In summary, expressivity and penetrance are linked together. Expressivity and penetrance of retinoblastoma depend on the functional consequence of the predisposing mutation:

Mosaicism is another cause of reduced expressivity depending on the number of cells and types of cells that carry the mutant allele.

 

Genetic counseling and predictive testing

Molecular risk prediction can be very complicated, and all relatives at risk of retinoblastoma should receive counseling.

 

1. Formal risk prediction

 

2. Molecular risk prediction

Molecular techniques allow more precise risk prediction. Without molecular analysis, children at risk have to be followed regularly. Practically this means that if a child is born to a parent with retinoblastoma, be it unilateral or bilateral, in the first few weeks of life - for example we usually have the second week of life - there is a first examination under general anesthesia. This is to be repeated in the first 3 months of life every 3 weeks. So every 3 weeks the parents have to come with their child to the ophthalmologic department, the child has to undergo general anesthesia and is searched for the presence of retinoblastoma. Therefore it is very important to exclude risk if it is possible.


a. Familial cases

In familial cases we can use indirect and direct testing. Both of these modalities are shown in the figure.

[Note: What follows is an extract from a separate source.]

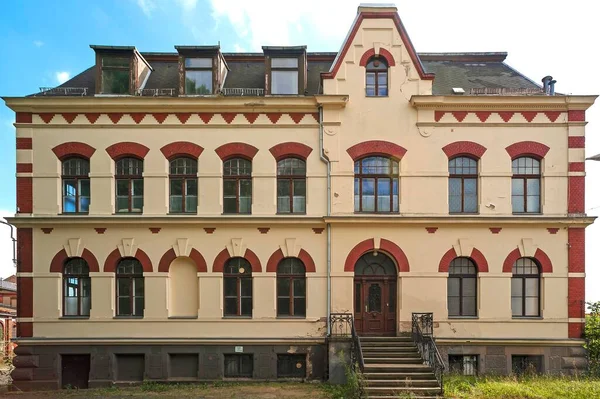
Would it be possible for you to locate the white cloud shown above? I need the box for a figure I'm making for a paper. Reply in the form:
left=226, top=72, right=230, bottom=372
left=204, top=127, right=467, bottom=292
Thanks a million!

With indirect testing (typing of linked polymorphic loci), you can see that the 1.1. haplotype is in phase with the mutation. As this haplotype 1-1 has been passed from the mother (III.1) to the child (IV.1), it is to be expected that this child will develop retinoblastoma. We identified the mutation - in the mother, and this mutation can be identified by Rsa 1 digestion of exon 21 products, and you can see that II.1 is heterozygous, the mother is heterozygous, the father - of course - does not show the pattern, and the child is also heterozygous. We obtained this result about 8 hours after this child was born. So on the same day that this child was born we knew that it had to undergo surveillance because of the high risk of retinoblastoma.


 

b. Sporadic unilateral retinoblastoma

Genetic molecular risk prediction in unilateral retinoblastoma is most often dependent on the availability of fresh-frozen tumor sample.

In the family shown in the figure, we first used indirect testing and there was loss of heterozygosity in the tumor (i.e., just the allele containing the mutation at codon 251 is visible). If the child III.1 has a constitutional mutation, then the mutation has to be in phase with the 5-2 allele. The 5-2 allele was inherited from the father, so we cannot exclude with indirect testing that the father has a mutation in phase with the 5-2 allele. The 5-2 allele is also present in the sister of the father and has been passed to this girl child, but not to the sibling (the sibling has the 3-1 haplotype). Therefore, indirect testing allows us to exclude the about 2% risk in the sibling (III.2), but cannot exclude the very small risk in the cousin (III.3).